Für die Gernsbacher Natur- und Pflanzenkennerin Gisela Plätzer ist es seit Jahren indes ein Ärgernis, dass auch die schönsten und interessantesten Exemplare durch ihre Namenlosigkeit zwar bewundert, aber doch schnell vergessen werden. Während ihrer regelmäßig angebotenen informativen Rundgänge weiß sie über Interessantes und Besonderheiten vieler der exotischen und auch einheimischen Bäume zu berichten. Manches bleibt zwar in Erinnerung, wie etwa ein Urwelt-Mammutbaum aus China, ein Eisenholz- oder ein Taschentuchstrauch sowie der asiatische Kuchenbaum, doch sind manche Exemplare bei veränderten Vegetationszeiten nur noch schwer zu benennen.

Um dem abzuhelfen, begann Plätzer zusammen mit Rudolf Koch, dem ehemaligen Oberförster des Forstreviers Gernsbach, mit der Registrierung von 200 Kurparkbäumen, wie sie in Arboreten üblich ist. Auf ihre Initiative liegt nun schon in zweiter Auflage ein Baumbestands-Flyer in der Tourist-Info zum Mitnehmen aus. Von ihr finanziert und in Eigeninitiative angebracht sind seit den vergangenen vier Jahren an mehr als 80 Bäumen auf kleinen grünen Schildern die Baum-Nummer, die sich im Flyer wiederfinden lässt, in Kursivschrift der botanische (lateinische) Name und die deutsche Bezeichnung ablesbar. Beispielsweise steht auf der Position C40 ein "Acer griseum" (deutsche Bezeichnung Zimt-Ahorn). Und auch über die Herkunft gibt die Beschriftung Auskunft: Der Zimt-Ahorn kam aus Mittel-China nach Gernsbach.

Dass sich von 2014 an bis heute durch notwendige Fällungen kranker Bäume und nachfolgende Neupflanzungen Veränderungen im Baumbestand ergaben, ist nicht verwunderlich. Sieben neue Bäume wurden gepflanzt. Sie wurden beschildert, ebenso wie zwei wegen ihrer Früchte und Blüten besonders interessante Gewächse, die neu hinzukamen.

Gisela Plätzer bleibt weiterhin dran, auch wenn manche Bäume, etwas abseits von Spazierwegen gewachsen, noch auf ihre Beschilderung warten müssen.

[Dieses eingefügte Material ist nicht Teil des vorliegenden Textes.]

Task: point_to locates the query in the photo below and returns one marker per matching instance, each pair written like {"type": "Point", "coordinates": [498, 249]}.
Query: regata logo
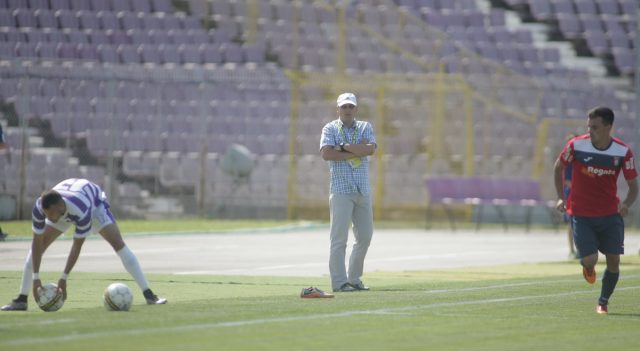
{"type": "Point", "coordinates": [600, 171]}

Alles im Fluss, denn Schilder für neue Pflanzungen kommen laufend dazu. Noch einen Trumpf kann Gisela Plätzer ausspielen, indem sie in unregelmäßigen zeitlichen Abständen im Gernsbacher Stadtanzeiger in "Baum-Porträts" auf botanische Neuzugänge und jahreszeitliche Besonderheiten hinweist. Vielleicht aber einfach auch neugierig macht auf ihre gut besuchten Kurpark-Rundgänge, die viele Gelegenheiten für Fragen und Antworten bieten.